DH was already losing his hair at the front when we met, but as soon as it got too thin-looking he just started keeping it shaved.

HunkyPunk · 11/07/2021 17:44

This is a huge red flag, op.
For him, I mean!

nolovelost · 11/07/2021 17:46

I've tried to describe the hair to you, and seems some people aren't getting a picture of what it's like, which is fine. It's not the length, it was the untidiness and unwashed look. Maybe I should have been more clear in the OP.

Leomum48 · 11/07/2021 17:50

I'm so happy for you that you've finally met someone you find attractive and feel a strong connection with. But if you don't like the way he wears his hair you have to say something about it (in a kind and helpful way, obviously). You need to feel proud of your guy when you're seen out with him, not ashamed of his weird haircut!

SheABitSpicyToday · 11/07/2021 17:51

The more you like him the less you will care. My husband had a short dark brown crop and a weird moustache when I met him but I had already fallen for him over the phone when we used to talk. Through lockdown he had bleached blonde mullet! He went and got it cut yesterday and I actually miss it.

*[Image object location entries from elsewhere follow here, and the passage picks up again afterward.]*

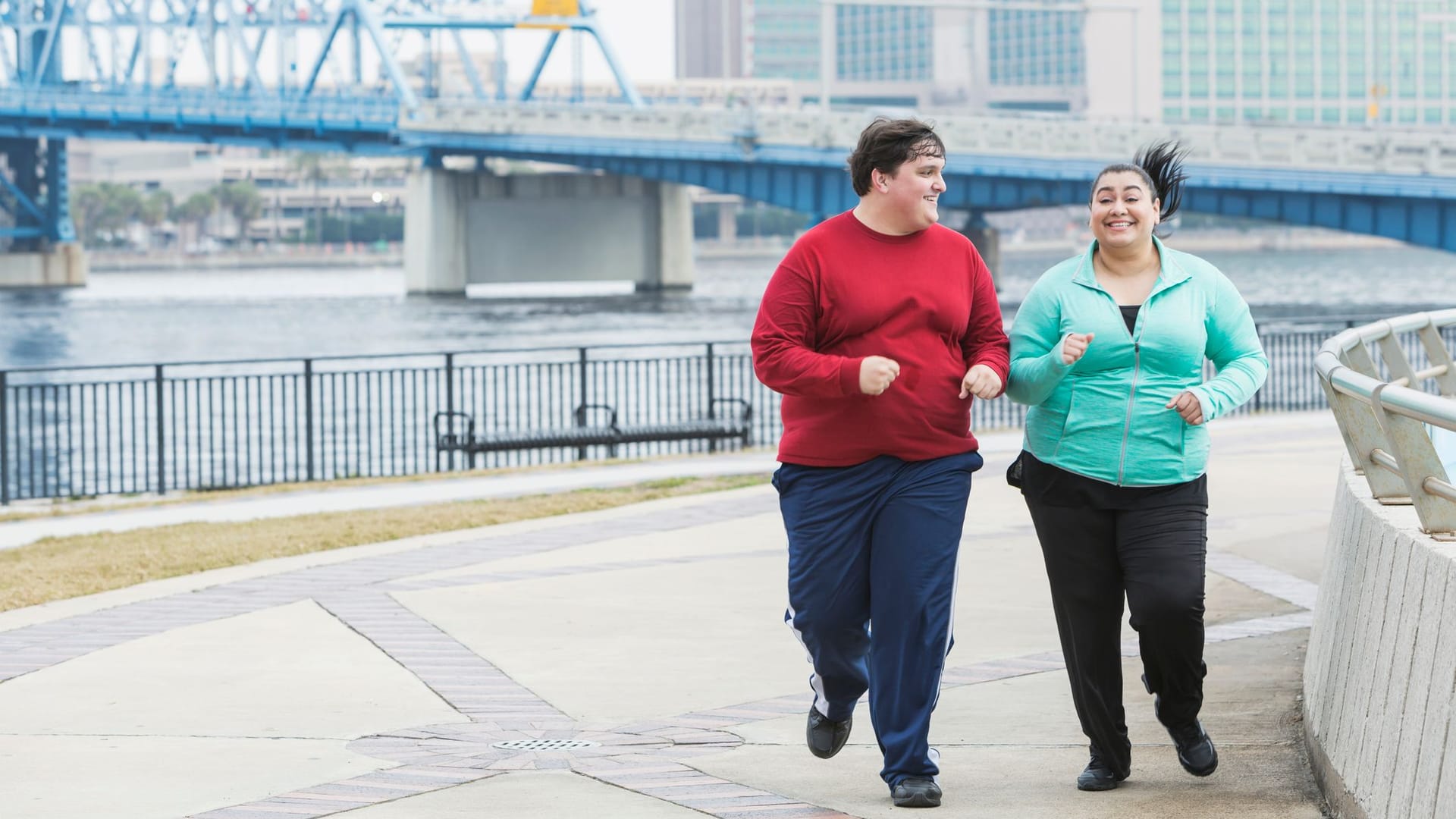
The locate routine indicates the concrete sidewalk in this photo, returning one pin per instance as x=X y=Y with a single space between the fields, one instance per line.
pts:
x=634 y=664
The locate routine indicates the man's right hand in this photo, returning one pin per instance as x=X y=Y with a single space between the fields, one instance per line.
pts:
x=1072 y=349
x=877 y=373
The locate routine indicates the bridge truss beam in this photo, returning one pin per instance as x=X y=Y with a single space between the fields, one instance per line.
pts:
x=814 y=183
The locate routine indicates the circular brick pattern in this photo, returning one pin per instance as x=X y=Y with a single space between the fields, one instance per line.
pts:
x=478 y=745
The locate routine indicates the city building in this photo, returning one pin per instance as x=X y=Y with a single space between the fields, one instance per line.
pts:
x=899 y=53
x=711 y=38
x=1327 y=61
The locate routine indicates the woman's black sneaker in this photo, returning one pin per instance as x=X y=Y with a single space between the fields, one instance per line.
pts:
x=1098 y=776
x=1196 y=751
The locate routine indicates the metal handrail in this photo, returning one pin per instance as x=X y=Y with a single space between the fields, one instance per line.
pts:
x=1383 y=422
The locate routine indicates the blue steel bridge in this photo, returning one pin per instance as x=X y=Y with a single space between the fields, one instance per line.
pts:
x=364 y=77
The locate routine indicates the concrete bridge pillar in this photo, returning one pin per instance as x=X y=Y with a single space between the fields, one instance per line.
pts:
x=61 y=265
x=727 y=222
x=472 y=229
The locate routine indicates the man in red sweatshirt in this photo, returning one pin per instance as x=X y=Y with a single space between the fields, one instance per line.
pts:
x=878 y=328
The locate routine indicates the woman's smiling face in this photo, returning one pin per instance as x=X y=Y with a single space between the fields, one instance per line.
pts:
x=1123 y=210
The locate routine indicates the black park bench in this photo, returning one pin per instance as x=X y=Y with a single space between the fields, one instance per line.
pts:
x=456 y=431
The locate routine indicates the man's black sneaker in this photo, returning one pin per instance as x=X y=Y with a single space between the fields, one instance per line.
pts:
x=1196 y=751
x=824 y=735
x=1098 y=776
x=916 y=793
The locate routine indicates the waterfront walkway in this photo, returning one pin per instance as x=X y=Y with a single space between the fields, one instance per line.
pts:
x=637 y=665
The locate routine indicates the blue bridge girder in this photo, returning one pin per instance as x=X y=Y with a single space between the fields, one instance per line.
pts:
x=85 y=69
x=1416 y=209
x=312 y=74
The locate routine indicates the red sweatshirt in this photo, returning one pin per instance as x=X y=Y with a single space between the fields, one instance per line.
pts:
x=845 y=292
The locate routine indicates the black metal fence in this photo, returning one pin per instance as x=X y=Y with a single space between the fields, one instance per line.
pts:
x=204 y=426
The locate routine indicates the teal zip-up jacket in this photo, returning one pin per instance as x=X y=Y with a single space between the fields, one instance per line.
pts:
x=1106 y=416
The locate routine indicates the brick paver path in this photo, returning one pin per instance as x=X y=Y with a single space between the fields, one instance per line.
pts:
x=651 y=758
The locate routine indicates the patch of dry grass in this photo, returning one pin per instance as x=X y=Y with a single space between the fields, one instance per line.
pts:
x=63 y=507
x=55 y=569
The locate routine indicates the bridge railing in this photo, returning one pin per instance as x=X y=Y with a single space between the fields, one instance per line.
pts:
x=83 y=431
x=1386 y=420
x=190 y=102
x=1376 y=150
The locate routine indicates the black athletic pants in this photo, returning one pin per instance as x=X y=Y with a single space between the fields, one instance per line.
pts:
x=1156 y=557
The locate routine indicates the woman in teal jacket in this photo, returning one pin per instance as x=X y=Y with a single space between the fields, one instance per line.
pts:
x=1109 y=350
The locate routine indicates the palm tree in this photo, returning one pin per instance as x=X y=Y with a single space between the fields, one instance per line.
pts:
x=242 y=200
x=196 y=210
x=315 y=168
x=155 y=210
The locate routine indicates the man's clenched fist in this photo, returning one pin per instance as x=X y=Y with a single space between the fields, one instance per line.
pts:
x=1075 y=346
x=877 y=373
x=982 y=382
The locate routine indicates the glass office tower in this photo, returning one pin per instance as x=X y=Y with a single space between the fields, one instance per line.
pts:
x=1320 y=61
x=874 y=42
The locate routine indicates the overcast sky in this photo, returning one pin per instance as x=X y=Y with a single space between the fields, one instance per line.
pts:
x=639 y=31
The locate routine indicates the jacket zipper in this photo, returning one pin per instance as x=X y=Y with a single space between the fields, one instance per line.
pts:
x=1131 y=395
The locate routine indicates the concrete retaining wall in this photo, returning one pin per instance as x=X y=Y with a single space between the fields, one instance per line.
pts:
x=1379 y=679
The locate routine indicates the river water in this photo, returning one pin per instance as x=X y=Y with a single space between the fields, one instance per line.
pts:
x=226 y=315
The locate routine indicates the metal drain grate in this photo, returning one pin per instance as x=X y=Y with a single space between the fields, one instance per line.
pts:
x=544 y=744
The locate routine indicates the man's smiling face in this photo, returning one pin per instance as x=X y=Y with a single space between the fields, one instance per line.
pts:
x=915 y=190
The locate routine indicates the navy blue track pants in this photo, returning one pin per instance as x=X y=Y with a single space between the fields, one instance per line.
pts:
x=873 y=557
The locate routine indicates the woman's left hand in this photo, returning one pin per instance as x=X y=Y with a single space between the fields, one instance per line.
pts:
x=1188 y=407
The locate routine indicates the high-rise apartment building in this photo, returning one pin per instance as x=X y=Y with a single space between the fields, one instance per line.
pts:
x=1034 y=49
x=873 y=42
x=899 y=52
x=1334 y=61
x=711 y=38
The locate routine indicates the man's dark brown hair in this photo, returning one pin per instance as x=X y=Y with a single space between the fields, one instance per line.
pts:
x=887 y=145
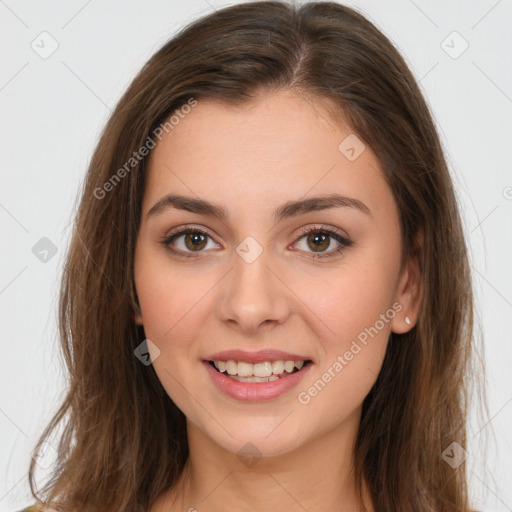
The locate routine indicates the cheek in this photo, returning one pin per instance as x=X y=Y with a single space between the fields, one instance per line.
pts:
x=170 y=298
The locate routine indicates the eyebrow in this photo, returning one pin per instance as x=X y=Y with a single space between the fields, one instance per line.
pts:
x=288 y=209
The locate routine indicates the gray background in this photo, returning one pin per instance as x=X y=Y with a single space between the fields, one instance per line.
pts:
x=52 y=110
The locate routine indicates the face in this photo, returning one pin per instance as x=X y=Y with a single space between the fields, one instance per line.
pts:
x=320 y=282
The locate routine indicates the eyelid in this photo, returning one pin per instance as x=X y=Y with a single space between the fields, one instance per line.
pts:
x=341 y=237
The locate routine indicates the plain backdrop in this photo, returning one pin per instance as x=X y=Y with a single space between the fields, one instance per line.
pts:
x=64 y=65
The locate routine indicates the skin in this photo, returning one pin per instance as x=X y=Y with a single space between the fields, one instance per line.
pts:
x=251 y=160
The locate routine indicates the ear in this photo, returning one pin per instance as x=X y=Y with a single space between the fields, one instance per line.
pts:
x=409 y=290
x=136 y=308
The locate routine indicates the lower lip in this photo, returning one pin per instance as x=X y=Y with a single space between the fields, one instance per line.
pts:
x=255 y=391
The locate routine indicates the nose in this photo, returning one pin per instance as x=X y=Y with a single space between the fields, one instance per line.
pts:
x=253 y=296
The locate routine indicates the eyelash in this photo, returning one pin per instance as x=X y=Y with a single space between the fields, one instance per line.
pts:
x=344 y=241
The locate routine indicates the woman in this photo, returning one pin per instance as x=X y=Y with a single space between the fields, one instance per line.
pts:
x=267 y=300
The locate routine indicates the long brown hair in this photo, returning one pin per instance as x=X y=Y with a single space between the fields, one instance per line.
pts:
x=124 y=440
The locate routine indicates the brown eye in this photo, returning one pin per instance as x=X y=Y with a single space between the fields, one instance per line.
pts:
x=195 y=241
x=188 y=241
x=318 y=240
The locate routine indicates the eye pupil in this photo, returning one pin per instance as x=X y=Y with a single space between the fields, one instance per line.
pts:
x=319 y=240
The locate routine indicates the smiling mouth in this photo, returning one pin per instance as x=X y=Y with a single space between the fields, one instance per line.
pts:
x=267 y=371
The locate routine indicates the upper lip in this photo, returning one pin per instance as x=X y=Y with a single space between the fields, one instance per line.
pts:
x=255 y=357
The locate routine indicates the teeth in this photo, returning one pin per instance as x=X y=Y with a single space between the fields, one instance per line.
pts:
x=258 y=370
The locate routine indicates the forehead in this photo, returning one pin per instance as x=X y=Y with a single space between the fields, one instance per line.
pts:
x=255 y=154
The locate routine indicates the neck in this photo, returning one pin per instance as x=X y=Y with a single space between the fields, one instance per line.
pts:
x=317 y=476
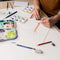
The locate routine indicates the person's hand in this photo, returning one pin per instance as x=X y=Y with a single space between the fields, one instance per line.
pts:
x=36 y=14
x=48 y=22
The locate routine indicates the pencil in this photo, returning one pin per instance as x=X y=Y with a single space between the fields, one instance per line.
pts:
x=25 y=46
x=36 y=27
x=11 y=14
x=44 y=43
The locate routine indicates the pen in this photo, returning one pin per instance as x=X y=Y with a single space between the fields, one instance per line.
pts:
x=44 y=43
x=11 y=14
x=11 y=5
x=36 y=27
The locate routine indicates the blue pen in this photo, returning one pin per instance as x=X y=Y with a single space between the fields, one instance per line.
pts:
x=39 y=51
x=26 y=47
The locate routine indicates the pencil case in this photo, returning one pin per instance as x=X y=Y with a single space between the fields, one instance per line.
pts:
x=7 y=30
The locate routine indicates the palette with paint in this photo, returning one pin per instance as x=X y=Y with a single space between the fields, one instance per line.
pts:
x=7 y=30
x=19 y=18
x=28 y=9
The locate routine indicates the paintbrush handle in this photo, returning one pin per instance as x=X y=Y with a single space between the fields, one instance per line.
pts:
x=26 y=47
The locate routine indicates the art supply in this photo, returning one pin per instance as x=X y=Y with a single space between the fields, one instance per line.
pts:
x=11 y=14
x=28 y=9
x=44 y=43
x=7 y=30
x=18 y=3
x=39 y=51
x=53 y=44
x=36 y=27
x=11 y=5
x=7 y=5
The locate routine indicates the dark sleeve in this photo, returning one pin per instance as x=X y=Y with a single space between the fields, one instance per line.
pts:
x=58 y=24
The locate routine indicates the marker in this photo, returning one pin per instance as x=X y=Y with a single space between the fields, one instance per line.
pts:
x=44 y=43
x=11 y=14
x=36 y=27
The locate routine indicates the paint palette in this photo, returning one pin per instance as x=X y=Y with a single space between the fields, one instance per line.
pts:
x=28 y=9
x=19 y=18
x=7 y=30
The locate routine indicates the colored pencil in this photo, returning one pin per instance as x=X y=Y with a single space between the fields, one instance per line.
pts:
x=36 y=27
x=11 y=14
x=44 y=43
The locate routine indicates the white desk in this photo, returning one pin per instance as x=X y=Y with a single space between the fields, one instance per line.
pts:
x=9 y=51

IrishCharm · 11/07/2021 18:18

Isn't it funny how women are expected to shave our body hair, dye, curl/straighten our head hair, pierce things, make up, even botox and surgery etc. And men aren't even expected to have a hair cut

But if a man came on here saying the same thing about a wonderful woman he’d met and he found her attractive BUT her hair was awful, he wouldn’t be jumped on and ran out of MN quick smart? 😂😂😂

HollowTalk · 11/07/2021 18:20

I am picturing Noddy Holder.

billy1966 · 11/07/2021 18:46

Comb overs are hideous.
Just hideous.
And sad.
Hopefully he will shave it off.

DrinkFeckArseBrick · 11/07/2021 18:52

I'd probably be honest at this stage tbh as you have nothing to lose. Not in a 'the comb over is fucking awful' way but in a 'you find shaved heads attractive and longer hair less so' type of way. It's worth a bit if discomfort for both of you if this could lead to something good

nolovelost · 14/07/2021 20:04

Hi all. We had a second date today, it was even better than date 1, feel so attracted to him and I think he feels the same. I feel really drawn to him, this hasn't happened to me in a very long time. We've since messaged saying that we both really enjoyed it.

I feel like further messaging him saying that I really like him. Does that sound childish and a bit premature?